In this Book of Enoch to which I have referred there is not a word about the “hard speeches.” This shows that the author was simply a natural man; a man who, no doubt, had this phrase before him, but he did not understand it. He evidently did not understand either about the saint or about the sinner. He did not understand about the saints, because he made them objects of judgment as well as the ungodly. It is just like the theologians now. They do not believe what I am now saying. But there is one word, in leaving that subject, that I wish to add. “We shall all be manifested before the judgment seat of Christ.” Everything, good or bad, will come out, for the believer as well as for the unbeliever. But that is a very different thing from judgment. This is not called judgment, but “manifestation,” which is not the same thing as judgment. Manifestation of all our ways will be a very good thing for us. How apt we are to overrate ourselves! There may be something that we perhaps flattered ourselves about while we were here alive, and we never saw how foolish we were till risen from the dead and standing before the judgment seat of Christ. There it will all be manifested. Where we thought that we were wise we shall see that we were very foolish. And so in everything where we may have allowed ourselves a little latitude and tried to excuse ourselves, we shall there be obliged to acknowledge it as all wrong. This is for our good. It is a blessing to do it in this life, but it will be all the fullest and richest blessing there. All will be out then. Then we shall know even as also we are known. We shall have no thought different from God’s about a single thing in all our lives. But this is not judgment. Judgment is where a person stands to be tried, and to be convicted of his guilt. This will be the case with everyone who has not been justified by the Lord Jesus Christ and His incomparable work on the cross.
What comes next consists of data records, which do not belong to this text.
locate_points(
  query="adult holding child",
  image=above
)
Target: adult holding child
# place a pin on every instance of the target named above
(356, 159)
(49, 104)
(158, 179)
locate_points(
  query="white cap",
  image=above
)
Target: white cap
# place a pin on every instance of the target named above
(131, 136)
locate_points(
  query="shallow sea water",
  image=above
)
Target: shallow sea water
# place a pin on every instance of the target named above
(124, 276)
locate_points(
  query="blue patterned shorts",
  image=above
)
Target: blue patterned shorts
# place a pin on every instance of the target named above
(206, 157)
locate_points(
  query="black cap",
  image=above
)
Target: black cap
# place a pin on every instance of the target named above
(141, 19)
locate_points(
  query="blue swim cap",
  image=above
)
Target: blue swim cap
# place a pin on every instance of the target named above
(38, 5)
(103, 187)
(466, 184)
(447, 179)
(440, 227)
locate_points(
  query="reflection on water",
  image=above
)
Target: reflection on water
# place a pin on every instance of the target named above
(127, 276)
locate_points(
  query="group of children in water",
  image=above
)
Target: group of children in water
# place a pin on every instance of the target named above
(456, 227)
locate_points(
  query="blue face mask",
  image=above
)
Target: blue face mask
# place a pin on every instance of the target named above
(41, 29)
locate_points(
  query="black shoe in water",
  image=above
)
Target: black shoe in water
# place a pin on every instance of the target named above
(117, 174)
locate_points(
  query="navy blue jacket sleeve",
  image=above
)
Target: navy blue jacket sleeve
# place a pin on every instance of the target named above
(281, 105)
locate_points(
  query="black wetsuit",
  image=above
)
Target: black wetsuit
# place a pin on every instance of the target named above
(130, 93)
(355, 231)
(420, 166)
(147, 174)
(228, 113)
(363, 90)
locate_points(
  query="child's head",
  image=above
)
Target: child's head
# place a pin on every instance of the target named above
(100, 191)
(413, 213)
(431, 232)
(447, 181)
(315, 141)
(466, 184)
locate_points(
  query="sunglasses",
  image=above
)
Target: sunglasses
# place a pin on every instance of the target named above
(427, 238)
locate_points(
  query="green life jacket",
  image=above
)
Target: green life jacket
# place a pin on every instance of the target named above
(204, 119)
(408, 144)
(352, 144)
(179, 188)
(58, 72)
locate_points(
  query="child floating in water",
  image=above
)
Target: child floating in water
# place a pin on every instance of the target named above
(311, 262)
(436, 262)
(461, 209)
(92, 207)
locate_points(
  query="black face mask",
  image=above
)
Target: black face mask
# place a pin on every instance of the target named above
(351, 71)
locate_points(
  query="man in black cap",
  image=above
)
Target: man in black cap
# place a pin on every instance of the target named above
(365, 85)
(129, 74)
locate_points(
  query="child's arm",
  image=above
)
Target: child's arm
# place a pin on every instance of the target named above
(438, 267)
But there is a second point where this forger could not copy the text before him aright. He only speaks of “ungodly deeds” Hard, ungodlily spoken “words” to him did not seem of very much account, so he left out the ungodly “words.” The first part seemed the only right thing to him. Consequently, he mutilated the scripture. He could not even copy it truly, and thus he has given us a false version of it.
In other words, Jude never got his prophecy of Enoch from a mere tradition, or from this book at all. He got it from God. How, I do not pretend to say. But he did.